B) Le régime de l’erreur vice du consentement

L’erreur doit exister, c’est-à-dire qu’elle doit l’être au moment de la conclusion du contrat (arrêts de la troisième chambre civile du 12 juin 2014 et du 13 novembre 2014). L’erreur doit être déterminante et excusable, qu’il s’agisse d’une erreur sur les qualités de la chose, qu’elle soit de fait ou de droit, ou qu’il s’agisse d’une erreur sur la personne. Celui qui  invoque le vice du consentement doit le prouver.

 

1) Le caractère déterminant

Ce caractère déterminant veut que, sans cette erreur, la personne n’aurait pas contracté ou l’aurait fait à des conditions différentes. C’est un caractère qui s’apprécie au moment de la conclusion du contrat. Il faut que le contractant qui veut annuler le contrat démontre que les qualités de la chose ou de la personne, auxquelles il a cru, ont réellement déterminé son consentement. C’est donc un caractère qui s’apprécie, en principe, in concreto (au cas par cas) mais il s’apprécie également en fonction du type d’erreur.

 

2) Le caractère excusable

Ce caractère excusable est prévu à l’article 1132 du Code civil. Le contractant doit prendre les précautions suffisantes pour se renseigner sur les qualités de la chose ou du cocontractant. Il s’agit d’une exigence de responsabilisation de chaque contractant : une vigilance minimale est exigée.

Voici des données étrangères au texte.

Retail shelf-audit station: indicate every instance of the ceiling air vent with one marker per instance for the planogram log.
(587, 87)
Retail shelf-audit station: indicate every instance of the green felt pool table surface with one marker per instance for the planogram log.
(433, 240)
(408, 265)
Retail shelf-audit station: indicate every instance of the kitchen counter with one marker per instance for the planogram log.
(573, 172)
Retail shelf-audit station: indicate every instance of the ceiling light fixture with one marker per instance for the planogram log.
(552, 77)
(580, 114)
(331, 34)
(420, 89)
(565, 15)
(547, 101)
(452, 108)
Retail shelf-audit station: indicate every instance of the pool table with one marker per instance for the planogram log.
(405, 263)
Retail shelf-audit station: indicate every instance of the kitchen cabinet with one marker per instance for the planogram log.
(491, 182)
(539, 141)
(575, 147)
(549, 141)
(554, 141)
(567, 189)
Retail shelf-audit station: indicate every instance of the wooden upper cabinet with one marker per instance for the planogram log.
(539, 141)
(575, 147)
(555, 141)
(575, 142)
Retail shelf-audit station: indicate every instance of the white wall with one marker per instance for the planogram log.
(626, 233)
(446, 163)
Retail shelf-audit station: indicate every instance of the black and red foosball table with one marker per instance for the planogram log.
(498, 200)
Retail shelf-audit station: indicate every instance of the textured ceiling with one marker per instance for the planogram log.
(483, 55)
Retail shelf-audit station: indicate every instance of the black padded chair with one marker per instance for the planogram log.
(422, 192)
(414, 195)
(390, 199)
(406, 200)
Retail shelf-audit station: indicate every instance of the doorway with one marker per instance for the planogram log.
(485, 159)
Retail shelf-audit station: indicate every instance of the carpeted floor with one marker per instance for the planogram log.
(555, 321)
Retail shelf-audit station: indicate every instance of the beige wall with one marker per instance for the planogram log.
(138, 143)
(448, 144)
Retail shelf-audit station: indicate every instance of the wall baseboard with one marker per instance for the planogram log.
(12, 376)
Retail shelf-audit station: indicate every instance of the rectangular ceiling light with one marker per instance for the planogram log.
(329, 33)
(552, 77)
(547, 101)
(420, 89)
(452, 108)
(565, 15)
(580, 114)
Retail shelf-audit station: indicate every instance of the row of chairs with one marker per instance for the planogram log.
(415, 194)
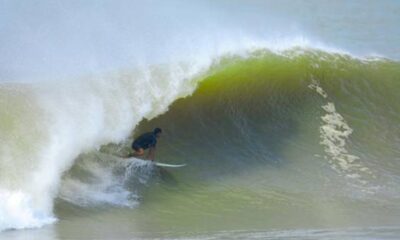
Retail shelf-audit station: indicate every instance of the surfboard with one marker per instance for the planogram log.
(159, 164)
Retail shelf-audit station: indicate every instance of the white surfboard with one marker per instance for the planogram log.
(168, 165)
(158, 164)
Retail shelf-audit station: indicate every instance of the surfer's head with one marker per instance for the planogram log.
(157, 132)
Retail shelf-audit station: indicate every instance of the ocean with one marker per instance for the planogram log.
(286, 113)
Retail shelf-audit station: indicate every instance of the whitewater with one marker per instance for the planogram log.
(283, 112)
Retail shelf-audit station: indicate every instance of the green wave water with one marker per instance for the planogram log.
(299, 140)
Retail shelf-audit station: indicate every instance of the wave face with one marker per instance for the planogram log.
(322, 112)
(303, 134)
(45, 127)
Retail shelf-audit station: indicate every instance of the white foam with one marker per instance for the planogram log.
(334, 133)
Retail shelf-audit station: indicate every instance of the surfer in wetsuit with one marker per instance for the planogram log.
(146, 141)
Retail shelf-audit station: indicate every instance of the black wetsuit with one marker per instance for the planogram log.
(145, 141)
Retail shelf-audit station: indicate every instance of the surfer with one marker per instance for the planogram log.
(146, 141)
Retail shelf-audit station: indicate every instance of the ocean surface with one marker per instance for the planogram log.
(286, 113)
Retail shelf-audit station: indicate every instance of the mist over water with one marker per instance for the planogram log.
(286, 105)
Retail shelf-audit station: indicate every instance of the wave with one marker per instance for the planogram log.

Ce caractère s’apprécie également in concreto mais, malgré ce caractère, la jurisprudence a en fonction des circonstances, était plus exigeante à l’égard des personnes averties que du simple particulier ou amateur (arrêt de la troisième chambre civile du 4 juillet 2007 par exemple où un marchand de biens avait fait une conversion erronée de francs en euros), et la Cour de cassation a considéré que l’erreur était inexcusable pour les professionnels (arrêt de la première chambre civile du 1er octobre 2014). Dans d’autres cas, l’erreur est excusable bien que l’individu ait été averti (arrêts de la troisième chambre civile du 31 mai 2007 et de la chambre commerciale du 13 mars 2012).

 

Si l’erreur n’est pas excusable, elle n’entraine pas d’annulation du contrat mais, lorsqu’elle est excusable,  l’annulation du contrat (qui entraine son effet rétroactif) peut cependant entrainer d’autres conséquences. Ainsi, la Cour de cassation a retenu que pour une erreur entrainant l’obligation du vendeur de verser une indemnité à son cocontractant car l’acheteur s’était appauvri en faisant lui-même l’expertise du tableau qui en avait démontré l’authenticité, ayant entrainé l’annulation du contrat (arrêt de la première chambre civile du 25 mai 1992).